Rental advocates are warning about mass no-grounds evictions in New South Wales between now and the end of the year unless the state government acts to stop dodgy landlords.
Over the weekend, the state Labor government announced it would introduce legislation to stop no-grounds evictions in September. The NSW premier, Chris Minns, said he hoped it would be passed and come into effect by the start of 2025.
No-grounds evictions allow landlords to evict a tenant without giving any reason, even when the tenant has paid their rent on time, looked after the home and the landlord intends to keep renting out the property.
While the long-awaited reforms, which also include the introduction of a portable bond scheme, have largely been welcomed, there is concern about renters and investors.
While broadly supporting the move, the Tenants’ Union of NSW chief executive, Leo Patterson Ross, said the government needed to ensure renters were not booted from their homes in the next six months.
“We are concerned about the potential for evictions to occur before the legislation come into effect in order to avoid the legislation,” he said.
“That’s a live concern. We saw a similar phenomenon in Victoria when they did their reforms. This is something that the [NSW] government needs to be conscious of.”
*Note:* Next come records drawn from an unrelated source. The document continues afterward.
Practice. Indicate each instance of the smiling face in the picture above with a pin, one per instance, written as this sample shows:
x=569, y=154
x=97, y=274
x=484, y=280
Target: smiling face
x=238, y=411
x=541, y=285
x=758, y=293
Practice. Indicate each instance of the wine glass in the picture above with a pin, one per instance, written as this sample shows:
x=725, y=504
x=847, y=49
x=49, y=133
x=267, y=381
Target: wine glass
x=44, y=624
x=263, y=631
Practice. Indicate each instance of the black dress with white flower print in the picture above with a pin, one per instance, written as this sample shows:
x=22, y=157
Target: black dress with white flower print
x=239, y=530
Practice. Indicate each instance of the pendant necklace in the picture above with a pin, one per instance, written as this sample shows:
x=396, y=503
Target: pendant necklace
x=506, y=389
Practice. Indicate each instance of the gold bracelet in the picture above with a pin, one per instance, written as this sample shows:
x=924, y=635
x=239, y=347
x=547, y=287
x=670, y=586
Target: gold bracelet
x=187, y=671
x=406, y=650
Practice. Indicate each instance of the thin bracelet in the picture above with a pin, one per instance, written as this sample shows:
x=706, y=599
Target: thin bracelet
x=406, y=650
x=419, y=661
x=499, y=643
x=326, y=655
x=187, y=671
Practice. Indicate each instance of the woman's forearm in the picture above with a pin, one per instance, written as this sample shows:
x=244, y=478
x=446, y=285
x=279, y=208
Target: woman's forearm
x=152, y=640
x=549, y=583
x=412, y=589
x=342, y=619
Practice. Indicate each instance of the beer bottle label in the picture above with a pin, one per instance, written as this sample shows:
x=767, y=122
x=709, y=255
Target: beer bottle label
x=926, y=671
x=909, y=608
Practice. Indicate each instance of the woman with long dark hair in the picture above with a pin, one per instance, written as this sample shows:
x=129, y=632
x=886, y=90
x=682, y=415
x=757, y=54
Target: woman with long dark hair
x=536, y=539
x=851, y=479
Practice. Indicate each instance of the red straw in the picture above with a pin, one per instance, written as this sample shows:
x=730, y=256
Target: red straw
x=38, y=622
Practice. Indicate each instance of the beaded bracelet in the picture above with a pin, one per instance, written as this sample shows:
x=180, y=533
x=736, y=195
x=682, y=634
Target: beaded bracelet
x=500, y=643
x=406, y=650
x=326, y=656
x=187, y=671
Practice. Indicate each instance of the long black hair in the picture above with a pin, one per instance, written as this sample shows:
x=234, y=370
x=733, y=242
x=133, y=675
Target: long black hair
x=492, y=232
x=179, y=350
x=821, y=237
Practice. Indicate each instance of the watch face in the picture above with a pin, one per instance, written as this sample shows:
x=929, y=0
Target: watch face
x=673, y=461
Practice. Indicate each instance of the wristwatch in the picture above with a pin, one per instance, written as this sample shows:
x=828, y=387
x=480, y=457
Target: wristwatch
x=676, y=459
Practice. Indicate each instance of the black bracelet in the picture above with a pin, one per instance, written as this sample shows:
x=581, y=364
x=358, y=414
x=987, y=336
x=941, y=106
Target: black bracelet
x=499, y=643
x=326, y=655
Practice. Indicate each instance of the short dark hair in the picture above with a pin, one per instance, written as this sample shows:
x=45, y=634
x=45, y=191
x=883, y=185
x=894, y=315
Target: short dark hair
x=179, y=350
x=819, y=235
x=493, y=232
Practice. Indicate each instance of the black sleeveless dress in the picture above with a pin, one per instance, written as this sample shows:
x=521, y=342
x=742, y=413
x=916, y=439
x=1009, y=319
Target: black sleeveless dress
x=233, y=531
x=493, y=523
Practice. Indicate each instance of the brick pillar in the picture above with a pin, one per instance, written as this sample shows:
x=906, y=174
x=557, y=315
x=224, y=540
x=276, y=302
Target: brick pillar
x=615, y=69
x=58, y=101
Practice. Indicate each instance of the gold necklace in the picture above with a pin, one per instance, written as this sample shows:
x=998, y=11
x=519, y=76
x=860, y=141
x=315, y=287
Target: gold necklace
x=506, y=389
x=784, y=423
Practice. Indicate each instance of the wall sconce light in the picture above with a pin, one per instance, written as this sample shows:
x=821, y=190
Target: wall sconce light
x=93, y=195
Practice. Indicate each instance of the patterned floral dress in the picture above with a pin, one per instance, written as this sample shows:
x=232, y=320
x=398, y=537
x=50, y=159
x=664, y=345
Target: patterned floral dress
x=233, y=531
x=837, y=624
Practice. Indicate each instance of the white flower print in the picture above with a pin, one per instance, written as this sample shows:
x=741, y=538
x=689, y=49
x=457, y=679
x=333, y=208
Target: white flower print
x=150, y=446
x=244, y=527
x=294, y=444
He said there were options for transitional period protections, including giving the rental tribunal discretion to decline to terminate a lease if it appeared the eviction was not being served for one of the reasons outlined in the legislation.
Under the changes, landlords would only be able to end a lease if there were “reasonable grounds”, including if the home was damaged, needed renovation, the owners wanted to move back in or if a tenant was not paying.
Explaining the reforms on Monday, Minns said the state’s 2 million renters would be better off and he hoped it would help keep living in Sydney affordable.
“If we don’t do something about it, our best and brightest will leave,” he said.
He said penalties for landlords caught doing the wrong thing could not be nominal and treated as the “cost of doing business”, but that they had not been finalised.
Concerns about the impacts on renters over the next six months were echoed by the NSW Council of Social Service’s acting chief executive, Ben McAlpine, who mostly welcomed the reforms as a big step forward for the state.
“The situation for renters has been significantly unfair, and this will start to rebalance our housing system, to make it fairer,” he said.
Homelessness NSW’s chief executive, Dominique Rowe, said the no-grounds reforms were “sensible” but more was needed to “fix the broken housing market”.
She called on the government to spend $1bn a year for the next 10 years to double the proportion of social homes to take the pressure off rising rents, and to better regulate the short-term rental market.
The property sector has expressed concerns over the changes, with the state property council’s executive director, Katie Stevenson, flagging that “removing no-grounds evictions could mean fewer investors seeking to own and manage a long-term private rental property”.
She said that would lead to less rental stock on the market during a housing crisis.
“Small-scale mum and dad investors dominate the market in NSW, and the additional cost and uncertainty could mean they’ll simply sell up and remove vital rental homes from the market,” she said.
The opposition leader, Mark Speakman, pledged to closely examine the legislation but said it would not solve the housing crisis.